A parent’s worst nightmare came true for thousands of families in China in 2008 when they found out they had been innocently feeding their babies with contaminated milk powder. Reports of infants falling ill with urinary problems and kidney failure began to emerge in March, but it was six months – and after the Beijing Olympics – before China acknowledged it had a major health crisis and before Sanlu, the country’s biggest producer of powdered milk goods, halted production and recalled stock from retailers’ shelves. By then four babies had died and tens of thousands had been taken ill.
The contamination had been deliberate; some 60 people were arrested in connection with the scandal, including the head and three senior executives of Sanlu. Both infant milk formula and liquid milk were found to have been tainted with melamine, a toxic industrial chemical used in the manufacture of plastics and banned from use in food products. At the root of the problem lay the desperately harsh and competitive conditions prevailing in China’s food production industry; at the start of the chain stood small dairy farmers and the temptation, in the face of margins endlessly squeezed, to water down the milk they produced, in some cases by as much as 30 per cent. The diluted product had then been disguised by the addition of melamine which raised the product’s all-important protein levels.

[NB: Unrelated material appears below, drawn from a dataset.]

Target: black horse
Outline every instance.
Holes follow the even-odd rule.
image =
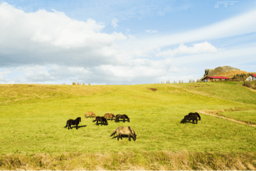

Although the Chinese government was quick to offer free medical treatment and some compensation to families affected, it was publicly excoriated for its perceived delay in tackling the crisis. In particular, its food inspection and regulation apparatus was exposed as chaotic and massively deficient. To date 21 people involved in the scandal have been convicted, including two middlemen who were sentenced to death and executed in November 2009.
When: 2008
Where: China
Death toll: At least six babies died from drinking contaminated milk, with an estimated 300,000 thought to have been infected and taken ill.
You should know: The scandal further undermined public confidence in food safety in China, already at a low ebb after a series of earlier incidents involving other consumer products.